# Inference Optimization for Convolutional Netwroks
### Part 1: Model fusion, quantization

reference: https://towardsdatascience.com/inference-optimization-for-convolutional-neural-networks-e63b51b0b519


In [None]:
# Import packages
from torch import nn
from torchsummary import summary
import torch
import os

### Notebook overview
- Create CNN model and the quantized version of the same model
- Compare difference in size and latency of two models
- Fuse several blocks into one
- Compare fused and quantized version with only fused version

### Create simple CNN

In [None]:
class Net(nn.Module):
    def __init__(self):
        super(Net, self).__init__()

        # Convolutional Block 1
        self.conv1 = nn.Conv2d(in_channels=3, out_channels=20,kernel_size=(5, 5))
        self.relu1 = nn.ReLU()
        self.maxpool1 = nn.MaxPool2d(kernel_size=(2, 2), stride=(2, 2))

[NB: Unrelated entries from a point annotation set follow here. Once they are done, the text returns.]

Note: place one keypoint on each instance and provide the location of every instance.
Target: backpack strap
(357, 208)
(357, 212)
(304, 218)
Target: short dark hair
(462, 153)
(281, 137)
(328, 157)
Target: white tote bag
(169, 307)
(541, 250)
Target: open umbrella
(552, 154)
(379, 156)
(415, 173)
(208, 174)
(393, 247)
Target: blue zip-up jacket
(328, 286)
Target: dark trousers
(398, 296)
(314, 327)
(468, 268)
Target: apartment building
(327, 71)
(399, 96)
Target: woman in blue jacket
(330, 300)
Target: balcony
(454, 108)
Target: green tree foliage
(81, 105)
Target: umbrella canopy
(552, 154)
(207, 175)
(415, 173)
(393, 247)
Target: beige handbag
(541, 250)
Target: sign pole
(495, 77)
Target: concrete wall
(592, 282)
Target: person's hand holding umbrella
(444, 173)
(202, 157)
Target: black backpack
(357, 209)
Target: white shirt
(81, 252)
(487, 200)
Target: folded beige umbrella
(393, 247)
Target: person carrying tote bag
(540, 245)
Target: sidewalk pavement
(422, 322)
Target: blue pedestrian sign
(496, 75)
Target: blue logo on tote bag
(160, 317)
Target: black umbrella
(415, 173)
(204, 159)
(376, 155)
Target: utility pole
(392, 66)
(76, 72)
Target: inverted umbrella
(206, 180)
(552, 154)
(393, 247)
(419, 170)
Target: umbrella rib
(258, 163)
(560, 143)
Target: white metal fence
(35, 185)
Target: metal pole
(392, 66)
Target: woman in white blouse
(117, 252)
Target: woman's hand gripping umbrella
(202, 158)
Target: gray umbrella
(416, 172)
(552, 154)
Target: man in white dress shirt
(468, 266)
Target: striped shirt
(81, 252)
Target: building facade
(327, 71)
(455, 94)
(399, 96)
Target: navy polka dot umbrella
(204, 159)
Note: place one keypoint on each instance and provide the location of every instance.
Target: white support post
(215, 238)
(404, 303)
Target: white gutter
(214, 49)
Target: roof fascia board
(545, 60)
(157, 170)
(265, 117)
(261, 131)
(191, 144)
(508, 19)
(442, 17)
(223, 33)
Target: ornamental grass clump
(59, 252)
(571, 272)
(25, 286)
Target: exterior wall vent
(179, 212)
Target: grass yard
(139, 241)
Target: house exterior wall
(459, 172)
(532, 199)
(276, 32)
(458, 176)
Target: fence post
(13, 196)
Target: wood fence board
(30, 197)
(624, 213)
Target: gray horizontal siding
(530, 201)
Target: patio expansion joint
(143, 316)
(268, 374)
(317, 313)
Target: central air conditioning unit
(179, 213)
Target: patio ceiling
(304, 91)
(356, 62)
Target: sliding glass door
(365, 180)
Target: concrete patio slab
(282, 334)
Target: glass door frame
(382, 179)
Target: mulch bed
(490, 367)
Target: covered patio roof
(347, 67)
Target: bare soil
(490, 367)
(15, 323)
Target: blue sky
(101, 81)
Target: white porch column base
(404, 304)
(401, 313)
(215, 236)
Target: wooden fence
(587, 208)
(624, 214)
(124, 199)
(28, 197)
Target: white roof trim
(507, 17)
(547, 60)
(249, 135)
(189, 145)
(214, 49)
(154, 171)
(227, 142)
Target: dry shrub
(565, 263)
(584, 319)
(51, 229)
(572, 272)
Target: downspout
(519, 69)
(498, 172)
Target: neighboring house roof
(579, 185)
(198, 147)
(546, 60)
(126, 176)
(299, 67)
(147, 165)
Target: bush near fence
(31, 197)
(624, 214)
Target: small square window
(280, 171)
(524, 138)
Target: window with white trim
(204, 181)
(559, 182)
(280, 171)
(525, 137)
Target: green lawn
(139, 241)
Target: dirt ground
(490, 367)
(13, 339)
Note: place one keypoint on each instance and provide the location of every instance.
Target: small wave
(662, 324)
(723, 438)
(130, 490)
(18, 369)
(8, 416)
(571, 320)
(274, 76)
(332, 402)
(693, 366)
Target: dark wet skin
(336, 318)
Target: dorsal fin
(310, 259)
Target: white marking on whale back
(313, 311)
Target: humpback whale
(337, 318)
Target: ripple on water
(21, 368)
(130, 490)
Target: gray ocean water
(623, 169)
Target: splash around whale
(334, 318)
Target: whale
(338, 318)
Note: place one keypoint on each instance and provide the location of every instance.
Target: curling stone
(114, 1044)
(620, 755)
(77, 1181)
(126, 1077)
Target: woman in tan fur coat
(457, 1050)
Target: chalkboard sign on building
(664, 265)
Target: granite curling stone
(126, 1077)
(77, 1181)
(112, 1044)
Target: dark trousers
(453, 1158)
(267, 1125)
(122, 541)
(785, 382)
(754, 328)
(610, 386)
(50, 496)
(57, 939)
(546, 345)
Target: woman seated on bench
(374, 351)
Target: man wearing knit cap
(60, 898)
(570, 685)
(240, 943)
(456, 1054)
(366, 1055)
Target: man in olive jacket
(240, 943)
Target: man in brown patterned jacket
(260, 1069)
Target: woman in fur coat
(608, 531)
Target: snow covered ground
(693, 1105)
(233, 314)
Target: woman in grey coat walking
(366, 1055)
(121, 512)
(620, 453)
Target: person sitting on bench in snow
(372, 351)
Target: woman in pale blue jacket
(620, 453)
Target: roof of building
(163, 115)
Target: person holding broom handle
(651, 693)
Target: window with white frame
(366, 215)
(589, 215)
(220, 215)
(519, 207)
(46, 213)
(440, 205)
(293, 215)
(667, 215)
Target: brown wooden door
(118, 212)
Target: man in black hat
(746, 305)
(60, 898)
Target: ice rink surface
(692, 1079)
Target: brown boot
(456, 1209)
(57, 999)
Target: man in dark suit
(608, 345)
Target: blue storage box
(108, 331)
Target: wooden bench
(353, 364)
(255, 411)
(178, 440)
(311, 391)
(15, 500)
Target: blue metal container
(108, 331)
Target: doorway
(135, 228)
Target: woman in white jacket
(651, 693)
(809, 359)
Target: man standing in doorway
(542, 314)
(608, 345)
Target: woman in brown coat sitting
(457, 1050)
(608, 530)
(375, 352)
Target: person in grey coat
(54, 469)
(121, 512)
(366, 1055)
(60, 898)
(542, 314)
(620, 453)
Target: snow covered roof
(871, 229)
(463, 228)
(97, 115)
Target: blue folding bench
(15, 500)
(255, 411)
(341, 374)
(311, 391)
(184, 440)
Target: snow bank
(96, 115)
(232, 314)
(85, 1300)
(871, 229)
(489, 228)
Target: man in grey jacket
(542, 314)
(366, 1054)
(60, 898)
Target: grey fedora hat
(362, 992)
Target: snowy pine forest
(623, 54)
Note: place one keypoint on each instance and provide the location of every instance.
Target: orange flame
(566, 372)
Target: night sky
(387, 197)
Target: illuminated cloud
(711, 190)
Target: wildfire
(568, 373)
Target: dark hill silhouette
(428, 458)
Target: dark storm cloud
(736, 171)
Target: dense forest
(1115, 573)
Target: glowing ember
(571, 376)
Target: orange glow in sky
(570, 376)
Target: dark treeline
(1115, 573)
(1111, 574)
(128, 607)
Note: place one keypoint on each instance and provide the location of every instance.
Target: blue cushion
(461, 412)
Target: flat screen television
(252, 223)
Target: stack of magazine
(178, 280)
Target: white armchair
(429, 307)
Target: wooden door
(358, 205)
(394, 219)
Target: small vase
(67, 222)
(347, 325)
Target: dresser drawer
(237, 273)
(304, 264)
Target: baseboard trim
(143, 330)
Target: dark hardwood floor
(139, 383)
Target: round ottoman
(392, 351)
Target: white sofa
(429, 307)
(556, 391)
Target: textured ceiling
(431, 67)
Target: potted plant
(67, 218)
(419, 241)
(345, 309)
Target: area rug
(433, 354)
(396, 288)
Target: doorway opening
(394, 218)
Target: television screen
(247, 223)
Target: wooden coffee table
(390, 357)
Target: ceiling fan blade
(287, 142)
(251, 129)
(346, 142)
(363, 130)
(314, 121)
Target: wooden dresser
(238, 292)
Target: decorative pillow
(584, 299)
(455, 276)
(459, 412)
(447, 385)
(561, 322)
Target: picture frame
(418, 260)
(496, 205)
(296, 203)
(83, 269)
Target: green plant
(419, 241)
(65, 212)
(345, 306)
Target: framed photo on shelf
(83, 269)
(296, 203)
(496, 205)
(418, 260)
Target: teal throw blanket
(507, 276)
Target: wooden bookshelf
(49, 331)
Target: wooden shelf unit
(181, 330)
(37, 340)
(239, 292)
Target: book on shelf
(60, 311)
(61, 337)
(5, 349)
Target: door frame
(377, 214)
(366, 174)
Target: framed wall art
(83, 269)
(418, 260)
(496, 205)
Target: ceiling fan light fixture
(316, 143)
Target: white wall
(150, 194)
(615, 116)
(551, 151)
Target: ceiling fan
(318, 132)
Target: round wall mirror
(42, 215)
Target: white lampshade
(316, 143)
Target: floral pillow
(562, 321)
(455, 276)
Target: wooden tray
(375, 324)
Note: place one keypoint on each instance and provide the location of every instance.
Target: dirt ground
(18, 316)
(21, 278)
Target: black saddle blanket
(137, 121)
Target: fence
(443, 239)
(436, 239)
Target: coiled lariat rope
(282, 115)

        # Convolutional  Block 2
        self.conv2 = nn.Conv2d(in_channels=20, out_channels=50, kernel_size=(5, 5))
        self.relu2 = nn.ReLU()
        self.maxpool2 = nn.MaxPool2d(kernel_size=(2, 2), stride=(2, 2))

        # Fully connected 1
        self.fc1 = nn.Linear(in_features=50*53*53, out_features=500)
        self.relu3 = nn.ReLU()

        # Fully connected 2
        self.fc2 = nn.Linear(in_features=500, out_features=10)
        self.Softmax = nn.Softmax(1)

    def forward(self, x):
        # pass the input through block 1
        x = self.conv1(x)
        x = self.relu1(x)
        x = self.maxpool1(x)

        # pass the input through block 2
        x = self.conv2(x)
        x = self.relu2(x)
        x = self.maxpool2(x)

        # flatten the output from the previous layer and pass it through fully connected 1
        x = torch.flatten(x, 1)
        x = self.fc1(x)
        x = self.relu3(x)

        # pass the input through fully connected 2 and Softmax
        x = self.fc2(x)
        output = self.Softmax(x)
        return output

## Create quantized version of CNN

In [None]:
# changes in network

class NetQuant(nn.Module):
    def __init__(self):
        super(NetQuant, self).__init__()
        # Prepare for quanitzation
        self.quant = torch.quantization.QuantStub()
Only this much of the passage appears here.